Una marca centenaria cambia de manos y lo que planean los nuevos dueños sorprende al mercado

Una operación que podría cambiar las reglas del juego en el mercado de alimentos tradicionales. ¿Qué tienen planeado los nuevos dueños para esta marca centenaria que compite con los gigantes del sector?

Por infotucuman · 30/03/2026 · min de lectura
Una marca centenaria cambia de manos y lo que planean los nuevos dueños sorprende al mercado

Una de las marcas de alimentos más tradicionales del interior del país acaba de ser adquirida por un gigante agroindustrial, marcando un hito en el sector. La operación, anunciada este lunes 30 de marzo a través de la Comisión Nacional de Valores (CNV), promete revitalizar una etiqueta emblemática en las góndolas.

Hijos de Salvador Muñoz S.A., más conocida como Salvita, informó oficialmente la compra del fondo de comercio de Dulces Otito. La empresa, fundada en 1928 por Salvador Molina desde Almería, España, incorpora así una marca con amplia trayectoria y reconocimiento en el mercado argentino.

¿Qué significa este cambio para una marca con historia?

Dulces Otito nació en 1954 en San Salvador de Jujuy de la mano de Alberto Galli, quien eligió el nombre en honor a un integrante de su familia. Comenzó como un emprendimiento artesanal para aprovechar el excedente de frutas de la finca familiar en Yala.

En 1971, la empresa expandió su horizonte hacia la producción de conservas de tomate. Aunque mantiene sus oficinas comerciales y punto de venta histórico en la capital jujeña, su núcleo productivo se concentra en San Pedro de Jujuy.

Con su traspaso a Hijos de Salvador Muñoz, se prevé avanzar en un proceso de integración operativa y comercial. El objetivo es asegurar la continuidad de las actividades vinculadas a la marca y del personal afectado.

¿Cuáles son los planes de los nuevos dueños?

La transacción, cuyos detalles financieros se mantienen bajo estricta reserva, representa un ambicioso proyecto de reingeniería operativa. Los hijos del fundador de La Colina tienen la tarea de impulsar una marca con fuerte arraigo familiar y presencia sostenida en el mercado interno.

“La Sociedad considera que esta adquisición tendrá un impacto positivo en su posicionamiento estratégico y en sus perspectivas de crecimiento”, agrega la nota enviada a la CNV. El plan se orienta a revitalizar una etiqueta emblemática, más que nada en el segmento de conservas y dulces.

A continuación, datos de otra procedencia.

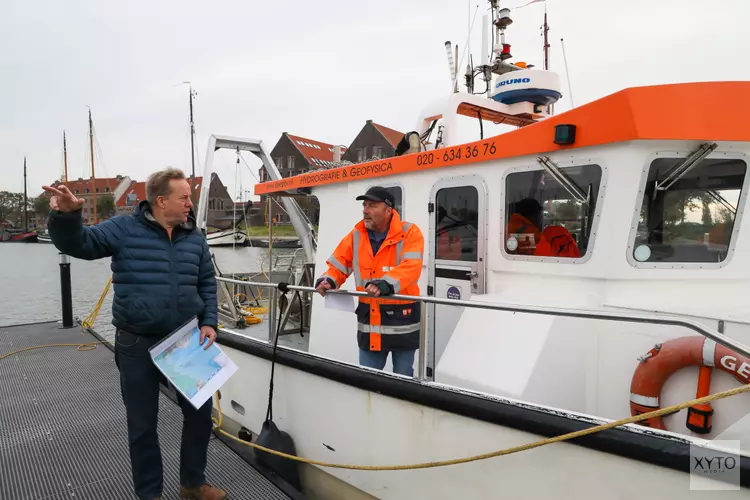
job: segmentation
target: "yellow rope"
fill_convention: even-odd
[[[96,346],[98,344],[103,344],[103,343],[104,342],[102,342],[102,341],[97,341],[97,342],[88,342],[86,344],[44,344],[44,345],[37,345],[37,346],[34,346],[34,347],[27,347],[25,349],[19,349],[17,351],[13,351],[13,352],[9,352],[7,354],[3,354],[2,356],[0,356],[0,360],[3,360],[5,358],[9,358],[9,357],[13,356],[14,354],[19,354],[19,353],[26,352],[26,351],[32,351],[34,349],[42,349],[44,347],[75,347],[76,351],[91,351],[93,349],[96,349]]]
[[[112,285],[112,276],[110,276],[109,280],[107,280],[107,285],[104,287],[104,291],[102,292],[102,295],[99,297],[99,300],[94,306],[94,309],[91,311],[91,314],[86,316],[86,318],[81,322],[82,327],[91,328],[92,326],[94,326],[94,321],[96,321],[96,317],[99,315],[99,309],[101,309],[102,304],[104,304],[104,298],[107,296],[107,292],[109,292],[110,285]]]
[[[103,344],[104,342],[89,342],[86,344],[45,344],[45,345],[39,345],[34,347],[27,347],[25,349],[19,349],[17,351],[9,352],[7,354],[3,354],[0,356],[0,360],[3,360],[5,358],[8,358],[10,356],[13,356],[14,354],[18,354],[25,351],[31,351],[32,349],[41,349],[44,347],[58,347],[58,346],[69,346],[69,347],[76,347],[79,351],[90,351],[92,349],[96,349],[96,346],[98,344]],[[330,462],[323,462],[321,460],[312,460],[309,458],[303,458],[298,457],[295,455],[289,455],[287,453],[282,453],[280,451],[272,450],[270,448],[266,448],[265,446],[260,446],[258,444],[252,443],[250,441],[245,441],[244,439],[240,439],[236,436],[233,436],[232,434],[229,434],[224,429],[222,429],[223,423],[224,423],[224,415],[221,411],[221,397],[219,396],[218,392],[215,394],[216,396],[216,407],[218,410],[219,418],[213,418],[211,417],[211,420],[213,421],[215,427],[214,430],[216,430],[218,433],[233,439],[234,441],[237,441],[239,443],[245,444],[247,446],[251,446],[253,448],[256,448],[258,450],[264,451],[266,453],[270,453],[271,455],[277,455],[279,457],[287,458],[289,460],[294,460],[296,462],[302,462],[310,465],[318,465],[320,467],[329,467],[334,469],[349,469],[349,470],[369,470],[369,471],[386,471],[386,470],[414,470],[414,469],[429,469],[433,467],[445,467],[447,465],[457,465],[457,464],[465,464],[468,462],[475,462],[478,460],[486,460],[489,458],[495,458],[500,457],[504,455],[511,455],[513,453],[518,453],[521,451],[531,450],[534,448],[539,448],[540,446],[545,446],[548,444],[553,443],[559,443],[562,441],[567,441],[570,439],[579,438],[582,436],[588,436],[590,434],[595,434],[597,432],[606,431],[609,429],[613,429],[615,427],[620,427],[622,425],[626,424],[633,424],[637,422],[641,422],[643,420],[648,420],[650,418],[654,417],[661,417],[663,415],[667,415],[670,413],[676,413],[680,410],[684,410],[685,408],[689,408],[693,405],[697,404],[703,404],[703,403],[710,403],[711,401],[716,401],[719,399],[728,398],[730,396],[736,396],[737,394],[743,394],[745,392],[750,391],[750,384],[745,384],[740,387],[736,387],[734,389],[729,389],[722,392],[717,392],[716,394],[711,394],[709,396],[703,397],[703,398],[697,398],[690,401],[686,401],[684,403],[680,403],[678,405],[669,406],[667,408],[662,408],[660,410],[654,410],[650,411],[648,413],[642,413],[640,415],[635,415],[628,418],[623,418],[621,420],[616,420],[614,422],[609,422],[607,424],[601,424],[596,425],[594,427],[590,427],[588,429],[583,429],[576,432],[569,432],[568,434],[563,434],[561,436],[556,436],[552,438],[547,439],[541,439],[539,441],[534,441],[532,443],[523,444],[519,446],[513,446],[511,448],[505,448],[503,450],[493,451],[490,453],[482,453],[479,455],[472,455],[470,457],[463,457],[463,458],[455,458],[452,460],[442,460],[437,462],[422,462],[417,464],[404,464],[404,465],[352,465],[352,464],[335,464]]]
[[[302,458],[302,457],[298,457],[298,456],[295,456],[295,455],[288,455],[288,454],[282,453],[280,451],[272,450],[270,448],[266,448],[264,446],[260,446],[260,445],[255,444],[255,443],[251,443],[249,441],[245,441],[243,439],[240,439],[240,438],[238,438],[236,436],[233,436],[233,435],[229,434],[228,432],[225,432],[221,428],[221,424],[223,423],[224,418],[223,418],[222,413],[221,413],[221,404],[219,402],[219,397],[218,396],[216,398],[216,403],[217,403],[216,406],[218,408],[219,419],[217,420],[215,418],[212,418],[212,420],[213,420],[214,424],[216,425],[215,430],[217,432],[221,433],[222,435],[224,435],[224,436],[226,436],[226,437],[228,437],[230,439],[233,439],[234,441],[237,441],[239,443],[243,443],[243,444],[246,444],[248,446],[252,446],[253,448],[257,448],[258,450],[261,450],[261,451],[265,451],[266,453],[270,453],[272,455],[277,455],[277,456],[283,457],[283,458],[288,458],[289,460],[294,460],[296,462],[303,462],[303,463],[306,463],[306,464],[318,465],[320,467],[330,467],[330,468],[334,468],[334,469],[369,470],[369,471],[376,471],[376,470],[380,470],[380,471],[385,471],[385,470],[414,470],[414,469],[429,469],[429,468],[433,468],[433,467],[445,467],[447,465],[465,464],[465,463],[468,463],[468,462],[475,462],[477,460],[486,460],[488,458],[495,458],[495,457],[500,457],[500,456],[503,456],[503,455],[511,455],[513,453],[518,453],[518,452],[521,452],[521,451],[526,451],[526,450],[531,450],[531,449],[534,449],[534,448],[539,448],[540,446],[545,446],[545,445],[552,444],[552,443],[559,443],[561,441],[567,441],[569,439],[575,439],[575,438],[578,438],[578,437],[587,436],[589,434],[594,434],[594,433],[597,433],[597,432],[606,431],[608,429],[612,429],[614,427],[619,427],[621,425],[632,424],[632,423],[640,422],[640,421],[643,421],[643,420],[648,420],[649,418],[660,417],[660,416],[666,415],[668,413],[674,413],[674,412],[677,412],[677,411],[680,411],[680,410],[684,410],[685,408],[688,408],[688,407],[696,405],[696,404],[708,403],[710,401],[716,401],[717,399],[728,398],[729,396],[734,396],[734,395],[737,395],[737,394],[742,394],[742,393],[745,393],[745,392],[748,392],[748,391],[750,391],[750,384],[745,384],[743,386],[740,386],[740,387],[737,387],[737,388],[734,388],[734,389],[730,389],[728,391],[717,392],[716,394],[711,394],[711,395],[703,397],[703,398],[698,398],[698,399],[693,399],[691,401],[686,401],[685,403],[682,403],[682,404],[670,406],[670,407],[667,407],[667,408],[662,408],[660,410],[655,410],[655,411],[651,411],[651,412],[648,412],[648,413],[643,413],[641,415],[635,415],[635,416],[629,417],[629,418],[623,418],[623,419],[617,420],[615,422],[610,422],[610,423],[607,423],[607,424],[597,425],[597,426],[594,426],[594,427],[590,427],[588,429],[584,429],[584,430],[580,430],[580,431],[576,431],[576,432],[570,432],[568,434],[563,434],[561,436],[556,436],[556,437],[553,437],[553,438],[541,439],[539,441],[534,441],[533,443],[523,444],[523,445],[520,445],[520,446],[513,446],[511,448],[506,448],[504,450],[493,451],[491,453],[482,453],[482,454],[473,455],[473,456],[470,456],[470,457],[456,458],[456,459],[453,459],[453,460],[442,460],[442,461],[439,461],[439,462],[423,462],[423,463],[418,463],[418,464],[405,464],[405,465],[351,465],[351,464],[333,464],[333,463],[329,463],[329,462],[323,462],[323,461],[320,461],[320,460],[311,460],[309,458]]]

La estrategia de la nueva gestión se centraría en tres ejes fundamentales: la modernización de la planta con fuerte inversión en tecnología, sinergia operativa para aprovechar los canales de distribución ya aceitados, y ampliación del portfolio con posibles nuevas líneas de productos.

¿Cómo se posiciona Dulces Otito en el mercado?

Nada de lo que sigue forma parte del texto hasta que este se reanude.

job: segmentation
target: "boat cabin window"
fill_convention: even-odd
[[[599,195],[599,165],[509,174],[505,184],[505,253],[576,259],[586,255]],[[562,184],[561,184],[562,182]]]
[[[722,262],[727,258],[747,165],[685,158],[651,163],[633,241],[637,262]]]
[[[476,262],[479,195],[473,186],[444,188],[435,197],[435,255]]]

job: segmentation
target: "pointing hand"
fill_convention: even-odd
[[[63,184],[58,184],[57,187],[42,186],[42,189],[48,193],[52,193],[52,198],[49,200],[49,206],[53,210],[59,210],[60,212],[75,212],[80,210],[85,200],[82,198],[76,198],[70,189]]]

La marca se ha logrado sostener durante décadas como una opción competitiva frente a gigantes del sector como Arcor o Molinos. Su corazón de negocio son los dulces sólidos en lata (Batata y Membrillo), famosos por ser usados históricamente como moldes de repostería hogareña.

También produce mermeladas y jaleas, frutas en almíbar regionales como cayote y papaya, y conservas como puré de tomate. Es considerada una de las pocas marcas masivas que mantiene el dulce de cayote y el dulce de tomate como estandartes de su identidad regional.

Es líder en el Norte Argentino, con presencia en Jujuy, Salta y Tucumán. Su target se orienta al consumidor que busca una relación precio-calidad competitiva y valora las recetas tradicionales del interior del país.

¿Quiénes están detrás de esta operación?

Salvador y Miguel Ángel Muñoz son los rostros visibles de la tercera generación de Hijos de Salvador Muñoz. Han transformado una empresa frutihortícola regional en un gigante agroindustrial con proyección exportadora.

En la actualidad, la empresa es el primer exportador de porotos del país, con más de 28.000 hectáreas bajo explotación. Han invertido más de 6 millones de dólares para competir con la banana importada, logrando una calidad premium en el norte salteño.

Los Muñoz ya operaban una planta de conservas automatizada desde 2018. Su especialidad es tomar la materia prima del campo (tomate, pimiento, frutas) y llevarla a la góndola con marca propia.

Para el mercado, este movimiento es una señal de consolidación en un contexto de consumo volátil. La apuesta por marcas con identidad propia como Otito sugiere que hay espacio para jugadores que logren equilibrar precio y tradición.

Con Otito, la empresa buscará pelear el “segundo escalón” de precios, un lugar clave en la actual estructura de consumo masivo en Argentina. Además, la conducción se alinea con la tendencia de profesionalización de empresas familiares del rubro alimenticio.